In 2019, my postdoc Markmiller used the transient stress paradigm in combination with a global mRNA localization profiling approach to measure subcellular mRNA distribution landscapes across different cell types and in response to cellular stress in the absence or presence of ALS-associated mutations. We show that the global mRNA localization landscape is shaped by a set of cell type-independent rules based on basic transcript architecture and sequence features and are profoundly disrupted by cellular stress. Remarkably, while stress-induced mRNA localization changes are transitory in wildtype PSC-MNs, HNRNPA2B1-mutant PSC-MNs retain a drastically reshaped mRNA localization profile and display elevated cell death 72h post-stress. Our single, non-toxic stressor also directly induces disease- relevant molecular changes such as splicing-mediated loss of Stathmin-2 (Markmiller et al., Cell Reports 2021).

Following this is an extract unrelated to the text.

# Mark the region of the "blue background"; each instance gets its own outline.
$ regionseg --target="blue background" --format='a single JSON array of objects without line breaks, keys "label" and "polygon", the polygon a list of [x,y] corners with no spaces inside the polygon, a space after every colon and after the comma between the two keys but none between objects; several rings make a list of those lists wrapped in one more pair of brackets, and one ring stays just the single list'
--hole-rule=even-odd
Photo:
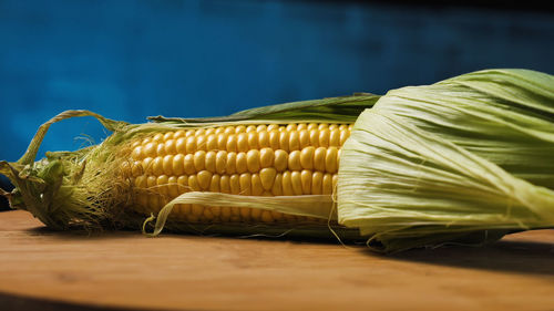
[{"label": "blue background", "polygon": [[[393,3],[393,2],[392,2]],[[0,159],[86,108],[132,123],[428,84],[486,68],[554,73],[554,14],[319,1],[0,0]],[[44,151],[107,133],[52,126]]]}]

In an effort to identify novel genetic regulators of stress granules, we developed CRaft-ID, the first pooled CRISPR screening approach using standard imaging readouts that utilizes microRaft arrays, and identified unexpected SG- regulatory proteins. We found that RNA binding proteins that control RNA processing at multiple layers appear to control SG formation and/or abundance, including surprisingly, a nuclear protein snRNP200 involved in splicing (Wheeler et al., Nature Methods 2020). Our ongoing and future work will continue to study some of these proteins such as snRNP200 to understand mechanistically how depletion of these affect cytoplasmic initiation and recovery of SGs. We also continue to unravel dysfunctional RBP-RNA relationships in neurodegeneration.